身長差のある私たちでは、こんな至近距離で見つめられたことなんてあまりない。だからただただ心臓がばくばくと音を立てるばかりで、何も言葉を発することができなかった。



「自分は女の子なんやからかっこええ必要なんてあらへん」
「…あ、うん、まぁそうなんだけど」
「上の方で届かないもんがあるんやったら、俺を呼んでくれてええし、服装なんて気にせえへんでも今のままで十分可愛ええ」
「へ?え?蔵、急にどうしたの?」



今まで一度もこんなこと言われたことないのに。お互い男女としての意識よりも、幼なじみで家族みたいな存在って意識だったのに。そんなこと言われたら否が応でも意識してしまう。
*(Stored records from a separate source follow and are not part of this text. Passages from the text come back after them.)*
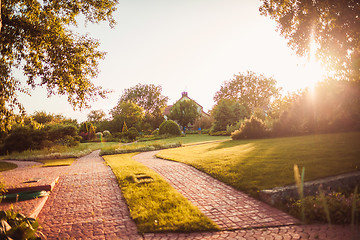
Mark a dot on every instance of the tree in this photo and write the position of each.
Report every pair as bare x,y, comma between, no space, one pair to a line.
147,96
226,113
250,90
128,112
42,117
333,25
36,39
96,116
184,112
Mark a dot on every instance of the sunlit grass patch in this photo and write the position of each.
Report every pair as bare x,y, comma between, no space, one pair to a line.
57,162
139,147
154,205
4,166
253,165
58,152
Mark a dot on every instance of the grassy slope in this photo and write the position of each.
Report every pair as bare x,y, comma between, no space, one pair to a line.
252,165
57,162
155,206
160,144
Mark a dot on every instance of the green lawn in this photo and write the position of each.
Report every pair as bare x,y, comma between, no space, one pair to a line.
195,138
154,205
4,166
165,143
253,165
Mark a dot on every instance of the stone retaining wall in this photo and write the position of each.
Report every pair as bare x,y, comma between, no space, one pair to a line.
280,195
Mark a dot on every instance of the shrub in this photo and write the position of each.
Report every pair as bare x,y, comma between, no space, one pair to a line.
250,128
132,133
99,136
169,127
106,134
339,207
155,132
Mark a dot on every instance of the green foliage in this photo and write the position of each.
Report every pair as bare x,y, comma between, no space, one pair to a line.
226,113
155,132
106,134
169,127
128,112
139,147
96,116
37,39
87,131
250,90
124,129
332,25
147,96
17,226
132,133
23,138
250,128
154,205
184,112
4,166
42,117
338,205
59,151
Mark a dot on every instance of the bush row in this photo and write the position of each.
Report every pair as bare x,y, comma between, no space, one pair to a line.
24,137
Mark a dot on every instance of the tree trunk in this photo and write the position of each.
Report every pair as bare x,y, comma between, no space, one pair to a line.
0,18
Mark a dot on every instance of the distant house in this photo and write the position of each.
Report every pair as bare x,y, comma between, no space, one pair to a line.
185,97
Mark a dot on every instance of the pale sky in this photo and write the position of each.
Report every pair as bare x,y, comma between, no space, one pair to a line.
187,45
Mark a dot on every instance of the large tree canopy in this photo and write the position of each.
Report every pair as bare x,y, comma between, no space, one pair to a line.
250,90
149,97
333,25
36,39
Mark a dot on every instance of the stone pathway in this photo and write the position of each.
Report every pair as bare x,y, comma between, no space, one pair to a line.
227,207
87,204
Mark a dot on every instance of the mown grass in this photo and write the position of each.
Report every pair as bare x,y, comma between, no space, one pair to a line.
58,152
165,143
4,166
155,206
194,138
57,162
253,165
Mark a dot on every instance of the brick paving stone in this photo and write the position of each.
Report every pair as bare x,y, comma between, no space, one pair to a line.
87,204
227,207
337,232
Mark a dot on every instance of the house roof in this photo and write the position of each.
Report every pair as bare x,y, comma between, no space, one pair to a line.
184,95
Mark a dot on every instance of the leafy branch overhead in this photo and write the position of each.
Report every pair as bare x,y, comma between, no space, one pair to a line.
36,39
333,26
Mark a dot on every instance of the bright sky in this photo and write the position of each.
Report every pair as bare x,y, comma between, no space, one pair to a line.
188,45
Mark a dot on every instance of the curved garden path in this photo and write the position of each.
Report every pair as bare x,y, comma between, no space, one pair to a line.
87,204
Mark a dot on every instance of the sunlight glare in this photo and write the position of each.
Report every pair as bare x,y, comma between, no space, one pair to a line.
313,71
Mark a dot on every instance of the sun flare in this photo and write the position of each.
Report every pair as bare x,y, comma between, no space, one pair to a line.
312,72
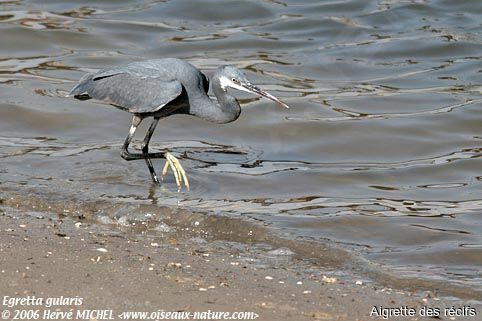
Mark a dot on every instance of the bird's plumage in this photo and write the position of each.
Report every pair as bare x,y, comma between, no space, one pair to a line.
164,87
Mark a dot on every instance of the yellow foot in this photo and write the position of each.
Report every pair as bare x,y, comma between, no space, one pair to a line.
179,173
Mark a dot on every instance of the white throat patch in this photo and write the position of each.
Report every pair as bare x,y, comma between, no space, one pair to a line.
225,82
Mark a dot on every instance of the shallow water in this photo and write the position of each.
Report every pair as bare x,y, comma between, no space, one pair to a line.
380,152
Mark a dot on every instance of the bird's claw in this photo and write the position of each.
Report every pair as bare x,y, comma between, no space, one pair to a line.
178,171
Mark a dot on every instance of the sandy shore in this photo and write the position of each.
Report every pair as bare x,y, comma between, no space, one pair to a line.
113,269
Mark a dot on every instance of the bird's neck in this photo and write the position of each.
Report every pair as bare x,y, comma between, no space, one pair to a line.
225,111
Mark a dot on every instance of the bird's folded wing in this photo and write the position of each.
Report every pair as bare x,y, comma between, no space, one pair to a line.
133,92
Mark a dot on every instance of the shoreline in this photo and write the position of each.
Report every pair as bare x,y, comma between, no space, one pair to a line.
121,269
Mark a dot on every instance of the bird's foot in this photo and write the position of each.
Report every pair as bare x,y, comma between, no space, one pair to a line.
178,171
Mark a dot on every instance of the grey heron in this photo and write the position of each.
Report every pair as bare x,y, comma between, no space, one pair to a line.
159,88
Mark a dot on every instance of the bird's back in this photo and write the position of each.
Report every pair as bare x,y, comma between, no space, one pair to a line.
143,86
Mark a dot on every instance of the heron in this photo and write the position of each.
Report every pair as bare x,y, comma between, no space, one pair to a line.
159,88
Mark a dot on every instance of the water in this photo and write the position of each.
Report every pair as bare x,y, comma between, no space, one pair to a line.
379,154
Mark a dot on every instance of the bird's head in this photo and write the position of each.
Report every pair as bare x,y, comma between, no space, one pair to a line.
232,77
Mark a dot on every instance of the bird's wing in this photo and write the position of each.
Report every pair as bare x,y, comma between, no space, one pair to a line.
133,92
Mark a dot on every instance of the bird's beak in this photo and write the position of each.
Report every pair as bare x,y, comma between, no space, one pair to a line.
249,87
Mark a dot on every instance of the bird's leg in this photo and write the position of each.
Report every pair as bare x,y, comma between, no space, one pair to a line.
145,149
136,120
171,161
178,171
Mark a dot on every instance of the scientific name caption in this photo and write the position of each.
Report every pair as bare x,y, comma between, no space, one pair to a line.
69,308
404,311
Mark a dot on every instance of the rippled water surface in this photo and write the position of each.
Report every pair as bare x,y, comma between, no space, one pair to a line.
380,152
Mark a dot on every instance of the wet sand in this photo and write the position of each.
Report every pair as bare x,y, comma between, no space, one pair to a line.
55,255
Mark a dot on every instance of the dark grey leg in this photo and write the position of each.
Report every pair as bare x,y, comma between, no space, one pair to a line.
136,120
145,149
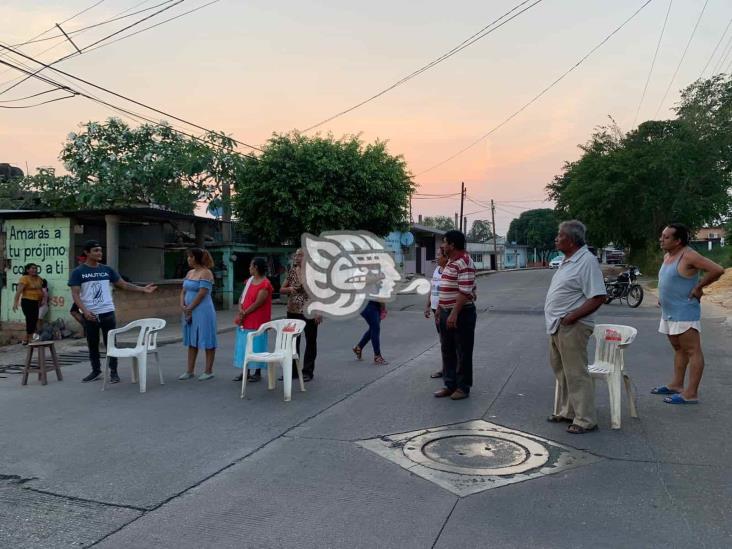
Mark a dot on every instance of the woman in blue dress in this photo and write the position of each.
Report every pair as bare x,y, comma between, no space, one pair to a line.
199,315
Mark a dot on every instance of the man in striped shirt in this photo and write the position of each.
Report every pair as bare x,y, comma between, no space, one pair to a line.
456,311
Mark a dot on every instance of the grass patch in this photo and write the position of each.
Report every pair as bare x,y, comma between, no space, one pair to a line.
722,256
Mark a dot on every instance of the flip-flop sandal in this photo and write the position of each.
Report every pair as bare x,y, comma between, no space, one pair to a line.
579,430
678,399
558,419
663,390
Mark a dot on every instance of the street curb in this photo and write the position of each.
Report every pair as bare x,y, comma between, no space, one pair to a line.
486,273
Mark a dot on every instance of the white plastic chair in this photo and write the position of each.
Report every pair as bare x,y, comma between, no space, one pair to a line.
610,340
146,343
287,332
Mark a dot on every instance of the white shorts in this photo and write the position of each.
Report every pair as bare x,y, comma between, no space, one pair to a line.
678,327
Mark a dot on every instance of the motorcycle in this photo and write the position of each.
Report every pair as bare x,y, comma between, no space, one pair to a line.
625,287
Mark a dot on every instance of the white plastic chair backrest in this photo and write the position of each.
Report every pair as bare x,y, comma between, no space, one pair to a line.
609,340
285,330
145,325
156,324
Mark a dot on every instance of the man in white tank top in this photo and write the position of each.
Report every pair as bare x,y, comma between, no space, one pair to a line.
682,264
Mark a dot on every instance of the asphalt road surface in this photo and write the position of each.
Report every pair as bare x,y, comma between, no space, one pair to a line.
189,464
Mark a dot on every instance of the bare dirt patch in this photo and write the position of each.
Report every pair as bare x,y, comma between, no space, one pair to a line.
721,291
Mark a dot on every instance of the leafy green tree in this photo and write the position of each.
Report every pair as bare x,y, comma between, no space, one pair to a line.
535,228
480,231
706,106
441,222
627,188
114,165
313,184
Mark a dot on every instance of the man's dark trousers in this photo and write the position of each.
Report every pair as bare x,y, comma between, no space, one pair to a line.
457,348
104,322
311,344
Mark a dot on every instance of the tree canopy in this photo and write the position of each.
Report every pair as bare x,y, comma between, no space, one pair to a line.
111,164
535,228
627,187
313,184
441,222
480,231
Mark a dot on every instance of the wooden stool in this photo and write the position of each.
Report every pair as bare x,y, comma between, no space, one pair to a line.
41,346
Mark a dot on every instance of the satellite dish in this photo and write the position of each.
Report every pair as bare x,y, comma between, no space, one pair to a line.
407,239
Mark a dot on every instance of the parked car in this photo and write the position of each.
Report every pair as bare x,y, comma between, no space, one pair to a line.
556,262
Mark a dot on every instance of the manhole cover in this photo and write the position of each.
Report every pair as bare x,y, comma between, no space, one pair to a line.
476,455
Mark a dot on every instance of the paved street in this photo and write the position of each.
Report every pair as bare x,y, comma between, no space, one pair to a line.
189,464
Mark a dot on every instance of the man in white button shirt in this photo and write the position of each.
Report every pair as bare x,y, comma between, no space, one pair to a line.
576,292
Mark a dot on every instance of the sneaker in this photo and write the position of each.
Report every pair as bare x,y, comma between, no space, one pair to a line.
95,374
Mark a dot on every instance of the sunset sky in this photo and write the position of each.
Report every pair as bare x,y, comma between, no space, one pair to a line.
250,68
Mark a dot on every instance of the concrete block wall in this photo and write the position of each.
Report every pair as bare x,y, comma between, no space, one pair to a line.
164,303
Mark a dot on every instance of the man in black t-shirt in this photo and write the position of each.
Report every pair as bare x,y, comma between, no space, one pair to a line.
91,290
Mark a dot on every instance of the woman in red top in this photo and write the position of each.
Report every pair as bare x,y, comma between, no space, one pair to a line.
255,308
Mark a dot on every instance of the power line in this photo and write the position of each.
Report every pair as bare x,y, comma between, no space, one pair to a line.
155,25
73,54
62,43
540,94
88,27
77,14
115,107
723,58
683,55
28,96
485,31
37,104
715,48
653,63
110,92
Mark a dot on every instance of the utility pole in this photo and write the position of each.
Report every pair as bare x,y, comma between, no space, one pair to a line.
495,237
462,203
226,211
しかも場所は蔵の部屋。私たちは二人きりでベッドの上。しかも至近距離。相手は申し分の無いイケメン。

これで意識するなっていう方が無理だ。それがたとえ幼なじみでも。



「俺は今のままの名前が好きやで」
「しっ…てるし!蔵が私のこと嫌いなわけないもん!」



思わず告白かと思ってしまうくらい蔵の声は穏やかで、優しくて。彼氏とかそんなんじゃないのに、私だけ特別なのかもしれないと思わされてしまう。



「ん、せやな。名前かて俺こと大好きやもんな」
「べっつに!!」



蔵が笑ってそんなこというから私はもう顔を背けるしかなかった。よくわからないけど、暑くて、ドキドキして、目が合わせられない。


だって蔵が急にかっこよく見えてしまったから。もともとかっこいいのは知ってたけど、そうじゃなくて。新しい感情が芽吹いたようなそんな感覚。



「ふはっ!名前、耳真っ赤やで」



顔を背けたところで髪の隙間から見える真っ赤な耳を、大笑いしながら指摘して嬉しそうに笑う蔵は、幼なじみではなくて一人の男の人だった。


私は赤面を見られないように、黙って猫ちゃんを抱きしめて顔を埋めるだけで精一杯だった。